It is estimated that for every R100 earned, the average South African is spending R100.10, according to Yanga Nozibele, investment associate at Cannon Asset Managers.
This means that most consumers are not only failing to save any money at all, but in fact are continuing to live beyond their means and falling into debt, explains Nozibele.
"Given their enormous influence on budgets, finding ways to reduce or minimise these expenses could, therefore, mean the difference between living a life burdened by debt or becoming financially independent and retiring comfortably," she explains.
She tells of how, three years ago, she had no meaningful assets or investments and was essentially living hand-to-mouth.
"Despite it having been a few years since my career had kicked off, I had acquired nothing other than a car, which was actually a liability, and some needless debt that I had taken out when I was young and naïve. And all that I was doing with my salary was paying for expensive rent and petrol costs," she remembers.
One day she was talking to a friend in a similar position, and they realised that if they downgraded their apartments and moved to a cheaper neighbourhood for a year or two, they would be able to save enough money to pay off their debt and save towards a deposit on an own home.
"So, the following month I moved to a small flat in a more affordable neighbourhood, where I was able to save an extra R6 000 in rent every month.

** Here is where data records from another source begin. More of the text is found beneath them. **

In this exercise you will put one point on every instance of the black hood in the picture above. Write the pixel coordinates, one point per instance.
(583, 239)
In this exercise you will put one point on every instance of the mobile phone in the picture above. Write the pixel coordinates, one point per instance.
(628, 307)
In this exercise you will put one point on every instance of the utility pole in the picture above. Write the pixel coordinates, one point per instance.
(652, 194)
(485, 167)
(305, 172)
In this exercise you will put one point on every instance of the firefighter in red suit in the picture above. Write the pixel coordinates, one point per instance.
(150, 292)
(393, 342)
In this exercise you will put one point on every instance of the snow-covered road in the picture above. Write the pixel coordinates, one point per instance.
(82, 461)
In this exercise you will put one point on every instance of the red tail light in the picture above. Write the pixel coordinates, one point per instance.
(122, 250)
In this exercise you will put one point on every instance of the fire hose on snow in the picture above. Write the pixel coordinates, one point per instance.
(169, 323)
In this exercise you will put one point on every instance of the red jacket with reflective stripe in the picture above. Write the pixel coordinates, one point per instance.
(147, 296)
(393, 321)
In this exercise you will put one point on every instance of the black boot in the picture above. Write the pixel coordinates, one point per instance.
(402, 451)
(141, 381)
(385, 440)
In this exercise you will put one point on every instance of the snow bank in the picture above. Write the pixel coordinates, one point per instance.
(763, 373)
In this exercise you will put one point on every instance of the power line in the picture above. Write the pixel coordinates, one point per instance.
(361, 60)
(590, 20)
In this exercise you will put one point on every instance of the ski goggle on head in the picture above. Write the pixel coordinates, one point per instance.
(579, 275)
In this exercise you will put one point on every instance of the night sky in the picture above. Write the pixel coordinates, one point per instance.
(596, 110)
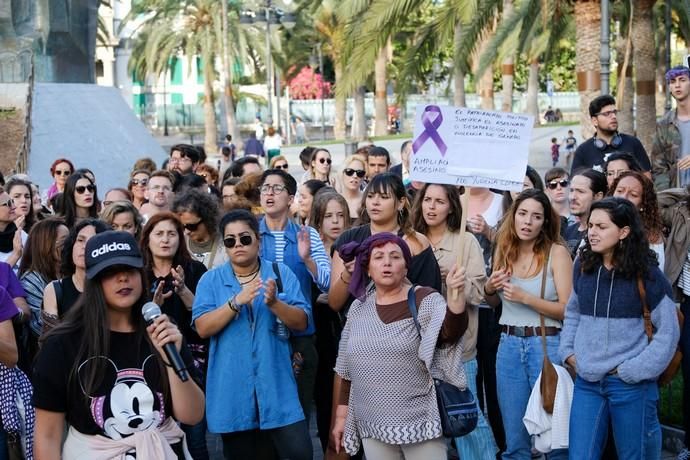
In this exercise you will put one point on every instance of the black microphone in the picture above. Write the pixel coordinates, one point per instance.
(151, 311)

I also made a number of other changes to my lifestyle, such as leaving my car parked at work and catching a taxi instead, saving an additional R1 200 in transport costs," she says.

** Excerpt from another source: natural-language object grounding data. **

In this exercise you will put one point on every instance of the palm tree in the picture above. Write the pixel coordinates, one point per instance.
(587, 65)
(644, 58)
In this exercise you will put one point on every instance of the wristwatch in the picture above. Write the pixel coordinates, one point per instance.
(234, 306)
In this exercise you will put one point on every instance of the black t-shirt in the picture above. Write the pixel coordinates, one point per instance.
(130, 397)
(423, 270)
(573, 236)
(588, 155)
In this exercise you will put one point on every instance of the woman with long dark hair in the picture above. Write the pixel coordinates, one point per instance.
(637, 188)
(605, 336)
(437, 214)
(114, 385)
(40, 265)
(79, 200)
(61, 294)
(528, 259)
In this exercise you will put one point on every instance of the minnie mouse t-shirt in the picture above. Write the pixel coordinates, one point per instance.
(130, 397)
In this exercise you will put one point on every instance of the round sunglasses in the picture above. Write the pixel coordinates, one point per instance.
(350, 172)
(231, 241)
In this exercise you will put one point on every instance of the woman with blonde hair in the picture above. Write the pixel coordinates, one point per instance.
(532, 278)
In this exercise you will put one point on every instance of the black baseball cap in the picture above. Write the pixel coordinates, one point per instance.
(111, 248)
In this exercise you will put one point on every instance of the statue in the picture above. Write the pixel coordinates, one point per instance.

Two years later, she was completely debt free, and had saved enough to make a down payment on a house, as well as to buy some decent furniture.
The difference that R1 000 can make
To demonstrate the enormous impact that even small lifestyle changes can make, Nozibele provides the example of a 25-year-old who saves an extra R1 000 every month by opting for a cheaper flat, a more affordable car or by reducing grocery spending and consistently investing this money each month instead of living a more lavish lifestyle.

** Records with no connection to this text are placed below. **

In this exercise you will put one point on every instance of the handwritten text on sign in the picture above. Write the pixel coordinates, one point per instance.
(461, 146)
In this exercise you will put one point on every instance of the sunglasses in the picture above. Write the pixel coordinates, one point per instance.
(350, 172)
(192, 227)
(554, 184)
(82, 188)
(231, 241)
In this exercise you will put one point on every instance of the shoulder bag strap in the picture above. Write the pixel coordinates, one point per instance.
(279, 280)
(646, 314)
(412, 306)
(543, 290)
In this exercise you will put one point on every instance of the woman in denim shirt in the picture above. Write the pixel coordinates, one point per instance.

The 25-year-old also understands that, in order to maintain the same buying power of the money over time, one would need to increase the savings amount every year in line with inflation.
By retirement age at 65, the person would have contributed a total of R1.48m. However, assuming that the investment achieves an inflation-adjusted return of 8.5% every year after fees, the regular monthly savings would have grown to more than R7.55m in today's value, thanks to the potent combination of compounding and time.
Compounding occurs when your capital and the growth achieved on your capital earn additional interest.